America Needs a Subzero Blackout Prevention Program

Published December 26, 2024

Cold kills and America is at great risk of deadly subzero blackouts. Renewables are part of the problem but gas is the biggest part. We now know that the supply system that feeds our gas fired power plants can be unreliable in extreme cold weather.

Switching from coal to gas has made us vulnerable to cold weather blackouts. We need a program to address and cure this vulnerability. Action at both the State and Federal levels will be needed. New coal fired power may be part of the answer.

Vulnerability to extreme cold first hit hard in the catastrophic Texas 2021 blackout. Blackouts caused by Winter Storm Uri were responsible for hundreds of deaths, with estimates ranging from nearly 250 to over 700, as four million people were without power for days in sub-freezing temperatures. Insurance claims due to damages from the prolonged outages reached $10 billion, according to a lawsuit filed by Texas insurance companies.

The crisis began around 1:00 a.m. on February 15th with no solar power available and low wind. Gas-fired generation became progressively dysfunctional due to the cold. Texas had systematically reduced its reliable baseload power from coal. With 69 percent of generation fueled by natural gas or wind, system failures caused a crisis.

Our national vulnerability became clear in PJM’s near blackout during late 2021 Winter Storm Elliot. With little renewables capacity it was the gas supply system that nearly failed. We now know that switching from coal to gas makes America seriously vulnerable to deadly subzero blackouts.

Unfortunately, Elliot was mild compared to prior storms, and it is these extreme cases of cold that should be the focus of those managing our electricity system. For example Elliot caused a Pittsburgh low temperature of minus 5 but the low in a January 1994 storm was minus 23. Philadelphia saw a low of plus 7 while the 1994 storm hit minus 4. As recently as 2015 the worst storm lows were lower than Elliot but we still had lots of coal power.

According to NERC’s December 2023 Long-Term Reliability Assessment PJM had a comfortable looking 30% reliability reserve margin during “normal” weather. Elliot’s cold simply wiped that out. If it had been a lot colder it surely would have been a lot worse. NERC needs to assess this vulnerability not just that for average weather.

But it is the States that are responsible for generator reliability. Every State should now initiate a cold weather Blackout Prevention Program. This means seriously assessing the vulnerability to at least the extreme cold they have seen before. Then taking the necessary steps to prevent deadly blackouts caused by that cold. In most states these will be below zero temperatures, in many states well below.

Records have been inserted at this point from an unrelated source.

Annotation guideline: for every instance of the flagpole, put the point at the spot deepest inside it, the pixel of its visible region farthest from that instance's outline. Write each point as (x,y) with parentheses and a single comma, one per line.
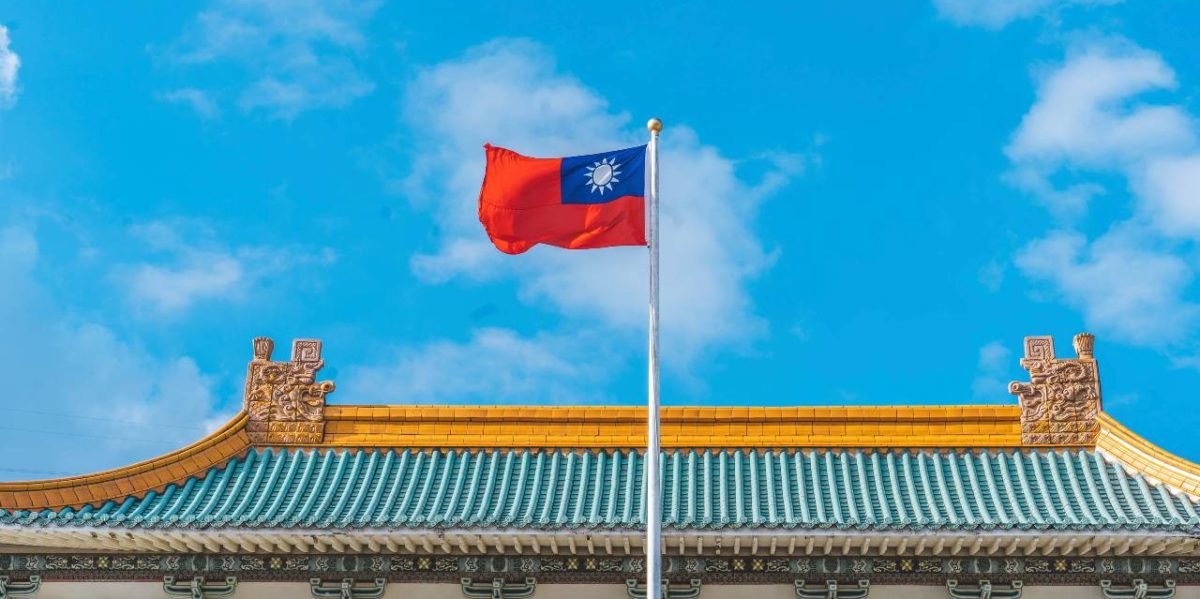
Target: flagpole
(653,499)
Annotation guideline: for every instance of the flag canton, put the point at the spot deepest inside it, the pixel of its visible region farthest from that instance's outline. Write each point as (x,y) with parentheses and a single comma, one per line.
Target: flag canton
(600,178)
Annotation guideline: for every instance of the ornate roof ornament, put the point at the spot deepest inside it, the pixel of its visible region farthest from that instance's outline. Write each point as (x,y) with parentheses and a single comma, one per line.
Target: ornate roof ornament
(1061,403)
(283,400)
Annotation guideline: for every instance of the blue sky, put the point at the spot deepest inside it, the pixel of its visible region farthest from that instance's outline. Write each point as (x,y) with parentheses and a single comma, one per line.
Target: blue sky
(867,205)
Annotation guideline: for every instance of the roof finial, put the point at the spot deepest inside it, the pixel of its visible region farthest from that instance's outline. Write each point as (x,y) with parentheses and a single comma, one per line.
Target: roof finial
(285,402)
(1061,403)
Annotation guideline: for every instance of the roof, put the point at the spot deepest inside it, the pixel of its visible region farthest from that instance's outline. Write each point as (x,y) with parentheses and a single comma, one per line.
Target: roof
(324,489)
(1055,461)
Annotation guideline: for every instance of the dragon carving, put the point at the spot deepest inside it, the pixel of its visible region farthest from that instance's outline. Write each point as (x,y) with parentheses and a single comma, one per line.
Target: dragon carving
(1061,403)
(285,402)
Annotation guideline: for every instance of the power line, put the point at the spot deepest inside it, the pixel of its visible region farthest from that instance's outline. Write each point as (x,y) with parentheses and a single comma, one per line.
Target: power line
(85,436)
(53,473)
(115,420)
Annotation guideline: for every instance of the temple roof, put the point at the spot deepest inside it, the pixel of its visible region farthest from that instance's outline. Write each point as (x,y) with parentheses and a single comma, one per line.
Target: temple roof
(291,463)
(327,489)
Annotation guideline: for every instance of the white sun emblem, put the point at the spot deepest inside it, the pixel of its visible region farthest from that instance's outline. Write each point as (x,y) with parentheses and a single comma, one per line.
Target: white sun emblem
(603,174)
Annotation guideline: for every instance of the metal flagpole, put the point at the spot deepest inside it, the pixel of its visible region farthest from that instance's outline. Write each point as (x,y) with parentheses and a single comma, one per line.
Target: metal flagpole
(653,499)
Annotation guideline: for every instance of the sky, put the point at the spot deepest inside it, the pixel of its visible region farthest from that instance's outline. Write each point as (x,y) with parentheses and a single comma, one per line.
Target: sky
(861,205)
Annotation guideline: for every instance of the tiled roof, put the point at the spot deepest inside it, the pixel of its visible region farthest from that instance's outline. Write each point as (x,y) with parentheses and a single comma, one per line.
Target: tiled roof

In particular it is time to put coal back on the table. Coal power’s on-site supply feature makes it immune to cold weather supply disruptions.

We have not built a coal fired power plant for many years so for a start we will need to find the latest technology. China is likely a leader but India is also a good bet. The Indians are great engineers.

Also coal power had been massively over-regulated so a few repeals are called for. I would begin with the mercury emission limits which EPA gleefully admitted they had no scientific basis for. Likewise for the phantom PM2.5 which is not even a specific substance.

We should also gear back up our coal combustion research. DOE’s Fossil Fuel Program has been misdirected onto carbon capture for many years now. Let’s get back to making power.

Small modular nuclear reactors also fit in here. They too do not have fuel supplies that are vulnerable to extreme cold. And of course the gas supply system should be made less vulnerable.

In short there is a lot of work to be done to protect America from deadly blackouts caused by extreme cold. The threat is clear.